- 1/12/2005
- Cape Town, South Africa
- Ben MacLennan
- Mail & Guardian Online
A good curry laden with spices can do wonders in keeping a range of diseases including cancer at bay, according to internationally acclaimed researcher Prof Bharat Aggarwal.
“No question about it. I can commend it again and again,” he said in Cape Town on Wednesday.
“It is not only cancer, there are a number of other diseases … right now there are clinical trials going on in the University of California with curcumin for dementia [and] Alzheimer’s.”
Aggarwal was the main speaker on Wednesday at the opening of a three-day conference on the interface between natural products and molecular therapy, at the University of Cape Town’s medical school.
He is a researcher at the MD Anderson Cancer Centre at the University of Texas in the United States, where a major focus of his work has been curcumin, active component of the distinctive yellow curry spice turmeric. He said the dietary spices played an important role in fighting cancer.
“That is becoming increasingly evident from a number of different sources. And that’s why the incidence of cancer in countries like India where these spices are consumed is ten times lower [for] most cancers as compared to countries like the United States.”
Diseases like Alzheimer’s and Parkinson’s were rare in India — “actually unheard of. And the question is, why? In my mind, curcumin certainly plays a role.
“Even within India, in the south of India they use more curcumin that in the north, and you see the incidence of colon cancer is even further down than in the north.”
Number one cancer among Indian men was head and neck cancer, caused by tobacco and chewing betel nut.
“We have just published a paper on head and neck cancer, and how to suppress that,” he said.
“We have just designed curcumin lozenges that some of these people … take and … and prevent the lesions formation which lead to cancer.”
Clinical trials were being planned in co-operation with the Tata Cancer Institute, the biggest cancer research institute in India.
Aggarwal said curcumin blocked the activation of NF-kappaB, a protein acting as a “master switch” that controlled genes linked to inflammation and by extension to “most of the diseases that we can think of”.
Compounds in a number of other spices and plants also blocked NF-kappaB, including the capsaicin in red chillies, isogeund in cloves and substances in fennel, black pepper and ginger. Cinnamon was very effective for type-2 diabetes.
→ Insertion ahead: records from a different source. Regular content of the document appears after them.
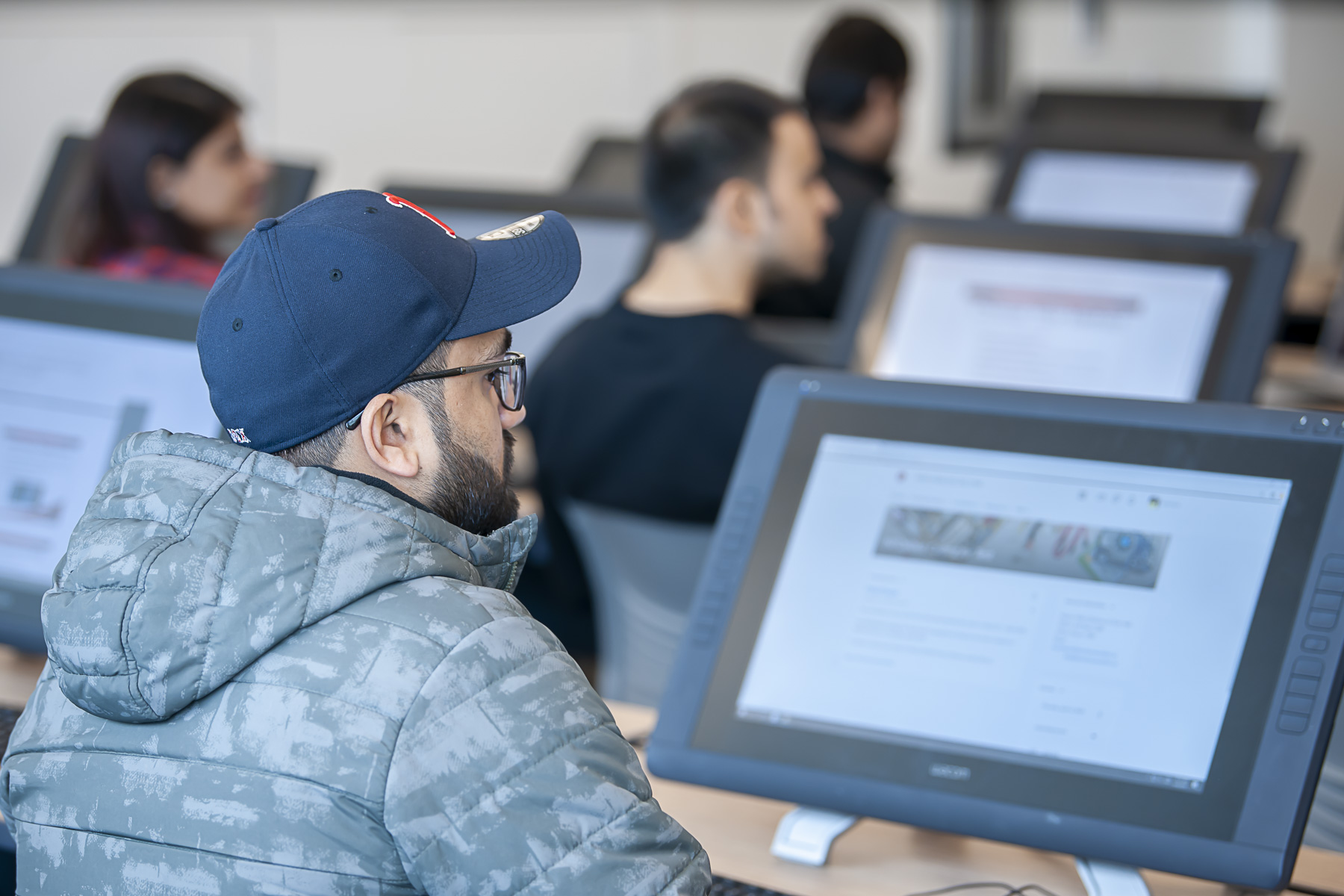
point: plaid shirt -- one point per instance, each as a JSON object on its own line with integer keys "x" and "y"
{"x": 161, "y": 262}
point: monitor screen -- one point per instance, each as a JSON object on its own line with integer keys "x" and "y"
{"x": 1083, "y": 625}
{"x": 1050, "y": 321}
{"x": 1130, "y": 191}
{"x": 67, "y": 395}
{"x": 613, "y": 250}
{"x": 1042, "y": 608}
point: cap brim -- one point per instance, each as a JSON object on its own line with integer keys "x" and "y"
{"x": 519, "y": 277}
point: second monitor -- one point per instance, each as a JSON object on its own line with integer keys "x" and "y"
{"x": 1054, "y": 309}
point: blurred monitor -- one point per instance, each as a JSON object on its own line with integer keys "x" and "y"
{"x": 1055, "y": 309}
{"x": 1133, "y": 181}
{"x": 84, "y": 363}
{"x": 611, "y": 167}
{"x": 60, "y": 206}
{"x": 1186, "y": 113}
{"x": 613, "y": 240}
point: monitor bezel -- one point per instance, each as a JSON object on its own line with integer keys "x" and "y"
{"x": 1273, "y": 167}
{"x": 87, "y": 301}
{"x": 1260, "y": 264}
{"x": 1278, "y": 759}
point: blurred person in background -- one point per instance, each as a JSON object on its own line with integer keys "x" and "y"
{"x": 169, "y": 173}
{"x": 853, "y": 92}
{"x": 643, "y": 408}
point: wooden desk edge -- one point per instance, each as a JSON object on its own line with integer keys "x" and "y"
{"x": 1316, "y": 869}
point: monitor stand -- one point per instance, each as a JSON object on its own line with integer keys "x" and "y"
{"x": 1109, "y": 879}
{"x": 806, "y": 835}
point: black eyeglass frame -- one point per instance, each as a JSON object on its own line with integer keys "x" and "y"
{"x": 511, "y": 359}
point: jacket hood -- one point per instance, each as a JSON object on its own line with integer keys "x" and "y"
{"x": 195, "y": 556}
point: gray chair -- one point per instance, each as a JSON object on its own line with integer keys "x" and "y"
{"x": 643, "y": 573}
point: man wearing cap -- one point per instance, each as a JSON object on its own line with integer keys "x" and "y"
{"x": 290, "y": 662}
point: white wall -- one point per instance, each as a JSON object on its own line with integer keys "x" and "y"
{"x": 507, "y": 93}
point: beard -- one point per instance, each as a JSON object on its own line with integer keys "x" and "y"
{"x": 468, "y": 491}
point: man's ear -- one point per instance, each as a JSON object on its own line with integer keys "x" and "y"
{"x": 741, "y": 206}
{"x": 393, "y": 432}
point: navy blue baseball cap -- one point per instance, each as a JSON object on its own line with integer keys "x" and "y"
{"x": 342, "y": 299}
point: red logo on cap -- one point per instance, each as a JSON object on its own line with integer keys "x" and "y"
{"x": 406, "y": 203}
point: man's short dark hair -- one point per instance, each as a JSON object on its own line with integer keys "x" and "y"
{"x": 709, "y": 134}
{"x": 850, "y": 55}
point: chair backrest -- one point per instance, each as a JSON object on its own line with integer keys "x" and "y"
{"x": 643, "y": 573}
{"x": 57, "y": 220}
{"x": 1325, "y": 824}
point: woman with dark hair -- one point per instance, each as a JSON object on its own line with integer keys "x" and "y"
{"x": 169, "y": 172}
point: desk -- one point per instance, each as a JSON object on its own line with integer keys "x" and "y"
{"x": 889, "y": 859}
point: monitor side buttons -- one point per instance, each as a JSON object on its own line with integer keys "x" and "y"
{"x": 1322, "y": 620}
{"x": 1292, "y": 723}
{"x": 1316, "y": 644}
{"x": 1296, "y": 712}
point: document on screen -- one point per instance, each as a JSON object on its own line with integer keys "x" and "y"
{"x": 1053, "y": 323}
{"x": 1051, "y": 612}
{"x": 67, "y": 395}
{"x": 1135, "y": 193}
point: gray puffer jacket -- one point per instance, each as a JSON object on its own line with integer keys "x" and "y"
{"x": 276, "y": 680}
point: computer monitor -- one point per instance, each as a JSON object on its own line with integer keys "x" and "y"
{"x": 613, "y": 238}
{"x": 1008, "y": 305}
{"x": 1097, "y": 626}
{"x": 1139, "y": 180}
{"x": 1216, "y": 114}
{"x": 60, "y": 205}
{"x": 84, "y": 363}
{"x": 611, "y": 167}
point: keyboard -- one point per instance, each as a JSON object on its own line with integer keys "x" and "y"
{"x": 727, "y": 887}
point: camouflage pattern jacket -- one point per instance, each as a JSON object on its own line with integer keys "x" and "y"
{"x": 276, "y": 680}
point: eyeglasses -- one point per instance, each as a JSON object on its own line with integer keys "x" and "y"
{"x": 508, "y": 376}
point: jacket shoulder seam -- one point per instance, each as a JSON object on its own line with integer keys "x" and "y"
{"x": 206, "y": 763}
{"x": 577, "y": 847}
{"x": 683, "y": 871}
{"x": 262, "y": 862}
{"x": 517, "y": 773}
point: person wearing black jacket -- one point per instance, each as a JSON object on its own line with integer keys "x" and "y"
{"x": 853, "y": 93}
{"x": 643, "y": 408}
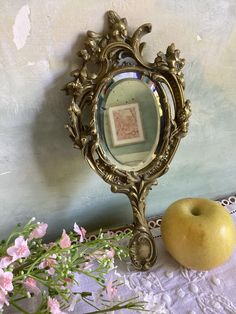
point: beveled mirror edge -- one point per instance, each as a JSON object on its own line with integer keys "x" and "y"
{"x": 101, "y": 49}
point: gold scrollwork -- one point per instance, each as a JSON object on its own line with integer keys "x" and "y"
{"x": 111, "y": 53}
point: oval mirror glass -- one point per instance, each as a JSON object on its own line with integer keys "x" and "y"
{"x": 129, "y": 113}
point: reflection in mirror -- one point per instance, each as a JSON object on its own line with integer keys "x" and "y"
{"x": 129, "y": 122}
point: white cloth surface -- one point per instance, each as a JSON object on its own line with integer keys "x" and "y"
{"x": 173, "y": 289}
{"x": 169, "y": 288}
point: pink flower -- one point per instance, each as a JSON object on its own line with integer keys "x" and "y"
{"x": 54, "y": 306}
{"x": 111, "y": 291}
{"x": 110, "y": 253}
{"x": 31, "y": 285}
{"x": 5, "y": 261}
{"x": 80, "y": 231}
{"x": 19, "y": 250}
{"x": 49, "y": 264}
{"x": 3, "y": 299}
{"x": 65, "y": 240}
{"x": 6, "y": 281}
{"x": 39, "y": 231}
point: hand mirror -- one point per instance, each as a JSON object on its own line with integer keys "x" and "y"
{"x": 128, "y": 116}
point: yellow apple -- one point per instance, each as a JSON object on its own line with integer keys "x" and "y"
{"x": 199, "y": 233}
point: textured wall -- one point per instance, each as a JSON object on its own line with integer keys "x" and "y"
{"x": 40, "y": 174}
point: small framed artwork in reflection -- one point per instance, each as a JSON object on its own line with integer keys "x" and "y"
{"x": 126, "y": 125}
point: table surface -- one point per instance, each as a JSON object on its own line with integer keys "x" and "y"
{"x": 173, "y": 289}
{"x": 169, "y": 288}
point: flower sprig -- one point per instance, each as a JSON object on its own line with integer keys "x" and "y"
{"x": 51, "y": 272}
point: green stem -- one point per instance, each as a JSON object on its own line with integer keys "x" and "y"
{"x": 18, "y": 307}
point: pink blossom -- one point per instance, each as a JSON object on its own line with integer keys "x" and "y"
{"x": 65, "y": 240}
{"x": 110, "y": 253}
{"x": 80, "y": 231}
{"x": 49, "y": 264}
{"x": 54, "y": 306}
{"x": 39, "y": 231}
{"x": 6, "y": 281}
{"x": 3, "y": 299}
{"x": 19, "y": 250}
{"x": 110, "y": 289}
{"x": 31, "y": 285}
{"x": 5, "y": 261}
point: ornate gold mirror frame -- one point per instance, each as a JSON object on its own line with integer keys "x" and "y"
{"x": 104, "y": 52}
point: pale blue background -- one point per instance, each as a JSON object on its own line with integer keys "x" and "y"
{"x": 42, "y": 175}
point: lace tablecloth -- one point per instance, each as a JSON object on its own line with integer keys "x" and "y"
{"x": 173, "y": 289}
{"x": 169, "y": 288}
Aggarwal said while there was much data on the preventive uses of spices, researchers believed they had “tremendous” value in the area of treatment as well. A clinical trial was being planned on the effect of giving curcumin to women with breast cancer that recurred even after they had undergone surgery, chemotherapy and radiation treatment. “That’s very, very, very important, because there are no drugs right now available for treatment of breast cancers at that stage.
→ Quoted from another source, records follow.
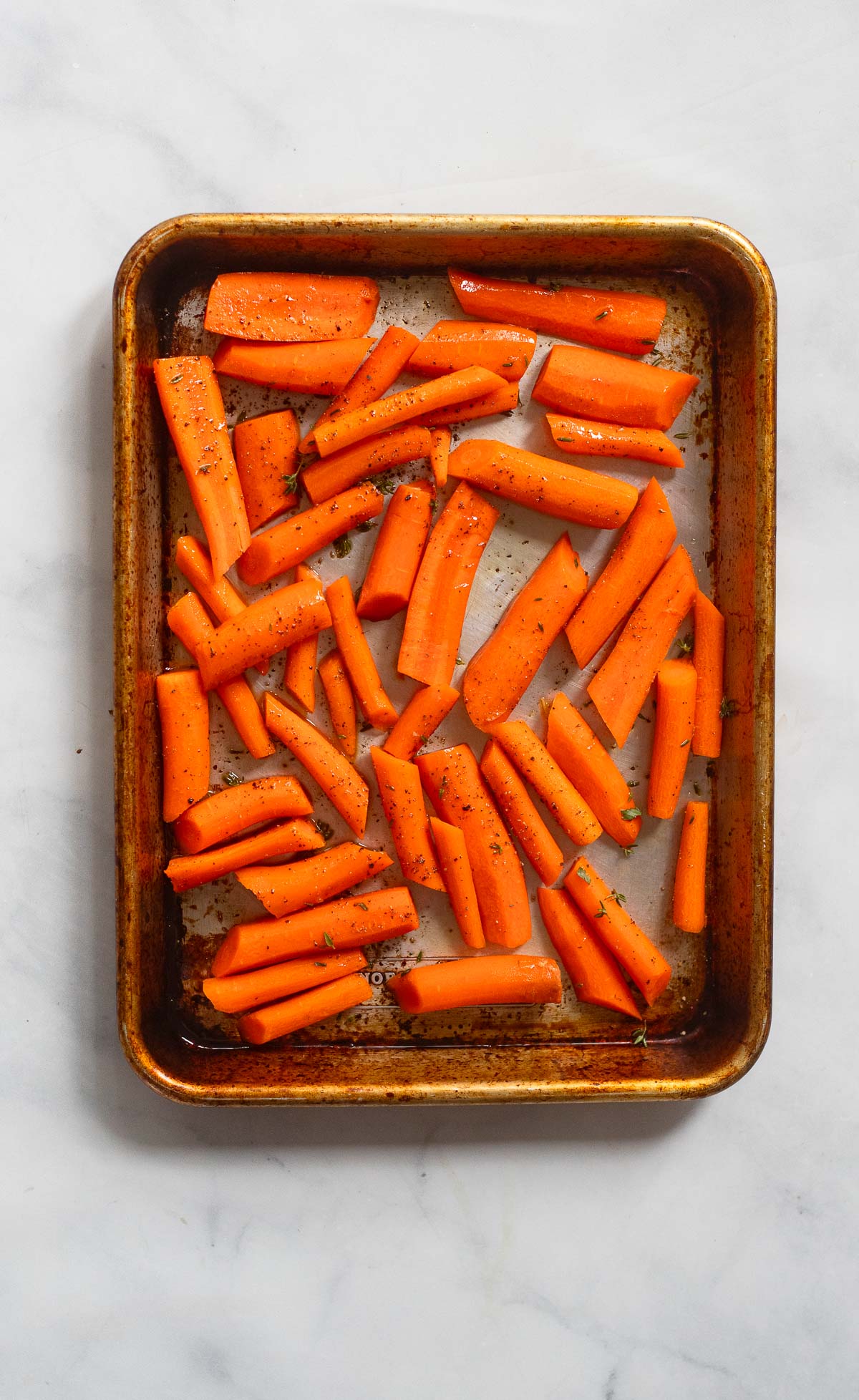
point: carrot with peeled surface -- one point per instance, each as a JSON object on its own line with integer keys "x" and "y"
{"x": 184, "y": 714}
{"x": 194, "y": 409}
{"x": 436, "y": 612}
{"x": 499, "y": 674}
{"x": 690, "y": 877}
{"x": 553, "y": 487}
{"x": 639, "y": 555}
“What I’m saying is, what if you were to give that woman curcumin to begin with, can you help her. And the answer is yes. Our evidence is very strong to indicate that yes, you can.”
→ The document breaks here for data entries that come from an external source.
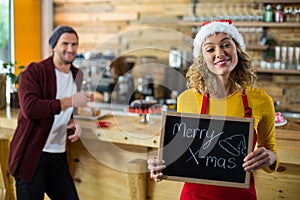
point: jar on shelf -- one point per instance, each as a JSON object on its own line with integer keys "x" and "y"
{"x": 268, "y": 13}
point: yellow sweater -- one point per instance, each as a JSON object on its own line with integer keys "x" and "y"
{"x": 190, "y": 101}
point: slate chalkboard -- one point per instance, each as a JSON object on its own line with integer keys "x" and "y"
{"x": 206, "y": 149}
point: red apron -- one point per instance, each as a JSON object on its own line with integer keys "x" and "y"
{"x": 193, "y": 191}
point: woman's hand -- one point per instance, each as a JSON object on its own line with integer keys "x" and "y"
{"x": 155, "y": 166}
{"x": 258, "y": 159}
{"x": 77, "y": 130}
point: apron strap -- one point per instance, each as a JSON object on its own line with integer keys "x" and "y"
{"x": 247, "y": 109}
{"x": 204, "y": 103}
{"x": 248, "y": 113}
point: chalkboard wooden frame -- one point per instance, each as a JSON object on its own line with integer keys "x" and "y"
{"x": 215, "y": 136}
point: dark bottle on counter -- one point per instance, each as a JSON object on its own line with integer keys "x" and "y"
{"x": 268, "y": 13}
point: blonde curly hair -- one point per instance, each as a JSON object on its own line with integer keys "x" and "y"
{"x": 201, "y": 78}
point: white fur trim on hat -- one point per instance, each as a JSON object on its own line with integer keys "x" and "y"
{"x": 213, "y": 27}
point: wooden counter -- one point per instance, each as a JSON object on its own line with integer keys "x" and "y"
{"x": 104, "y": 160}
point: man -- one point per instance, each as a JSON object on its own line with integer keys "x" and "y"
{"x": 48, "y": 91}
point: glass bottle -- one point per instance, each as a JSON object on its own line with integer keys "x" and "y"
{"x": 279, "y": 14}
{"x": 268, "y": 13}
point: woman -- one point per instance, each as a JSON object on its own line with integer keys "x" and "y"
{"x": 221, "y": 82}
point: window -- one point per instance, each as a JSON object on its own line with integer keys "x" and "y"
{"x": 6, "y": 38}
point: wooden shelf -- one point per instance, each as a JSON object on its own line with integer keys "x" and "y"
{"x": 249, "y": 24}
{"x": 277, "y": 1}
{"x": 277, "y": 71}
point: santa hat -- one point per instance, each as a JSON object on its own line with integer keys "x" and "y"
{"x": 217, "y": 26}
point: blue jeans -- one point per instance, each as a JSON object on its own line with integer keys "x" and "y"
{"x": 52, "y": 177}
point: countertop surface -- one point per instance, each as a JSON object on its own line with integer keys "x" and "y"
{"x": 126, "y": 128}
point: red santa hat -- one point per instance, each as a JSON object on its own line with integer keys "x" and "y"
{"x": 212, "y": 27}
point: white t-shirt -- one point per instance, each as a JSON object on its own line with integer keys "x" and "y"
{"x": 65, "y": 87}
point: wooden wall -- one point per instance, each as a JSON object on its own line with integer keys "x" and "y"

He said the benefits of spices had long been known, and were described in the Ayurveda, the ancient Indian treatise on the art of healing.
“But we are using the modern technology to rediscover that knowledge, to verify that knowledge. And we are using the modern knowledge which came up in the last hundred years.”
He said curcumin was first isolated in 1819 and synthesised in 1850, and could now be bought by the kilo for a dollar, which did not make it profitable for pharmaceutical companies.
However he had been approached by an investor and was now one of the founding scientists of a company named Curry Pharmaceuticals.
Curry Pharmaceuticals, set up in 2003 and based in North Carolina in the United States, has identified as its first potential target what it calls “a proprietary dermal formulation of synthetic curcumin” for treating psoriasis.
Aggarwal said though curcumin itself could not be patented, it was possible to obtain patents and make money by combining it with something else to make a better delivery system and better formulation, or coming up with a “structural analogue”.
UCLA researchers reported last year that they had found curcumin was more effective against Alzheimer’s than many other drugs being tested to treat the disease. They found it found it broke up “existing beta amyloid” on rats’ brains and helped prevent accumulation of the destructive plaque.